Wenn man so erschreckende Statistiken liest, wie z.B.: ein Drittel der Erwachsenen hat zumindest einmal mit Fusspilz zu kämpfen…

…dann lässt sich auch nachvollziehen, warum man sich mit neuen Schuhen auch einen Pilz mit nach Hause nehmen kann.

Nach einem Bericht im www besteht die Möglichkeit sich solch einen Parasiten einzufangen, in 6 von 10 Schuhgeschäften – dabei ist gleichgültig, ob es sich um ein hochpreisiges Schuh-Haus, oder um einen Discounter handelt. Grund hierfür ist Hauptsächlich die mangelnde Hygiene der potenziellen Käufer und das fehlen von Einmal-Fusslingen (Probiersocken).

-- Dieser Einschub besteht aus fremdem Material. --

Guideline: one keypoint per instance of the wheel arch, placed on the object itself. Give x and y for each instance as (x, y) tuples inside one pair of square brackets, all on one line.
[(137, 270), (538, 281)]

Frauenschuhe sind hierbei besonders betroffen: Grund, im Sommer stecken die wenigsten Frauenfüsse in schützenden Strümpfen – und beim probieren der verschiedenen Modelle, wird flugs von einem Schuh zum nächsten gewechselt.

Aber wenn man bestimmte Vorsichtsmassnahmen beachtet, wie z.B. mitgebrachte Strümpfe zum probieren anziehen und Zuhause die Schuhe vorm ersten Gebrauch zu desinfizieren, ist die Gefahr gebannt sich mit Nagel-, oder Fusspilz anzustecken.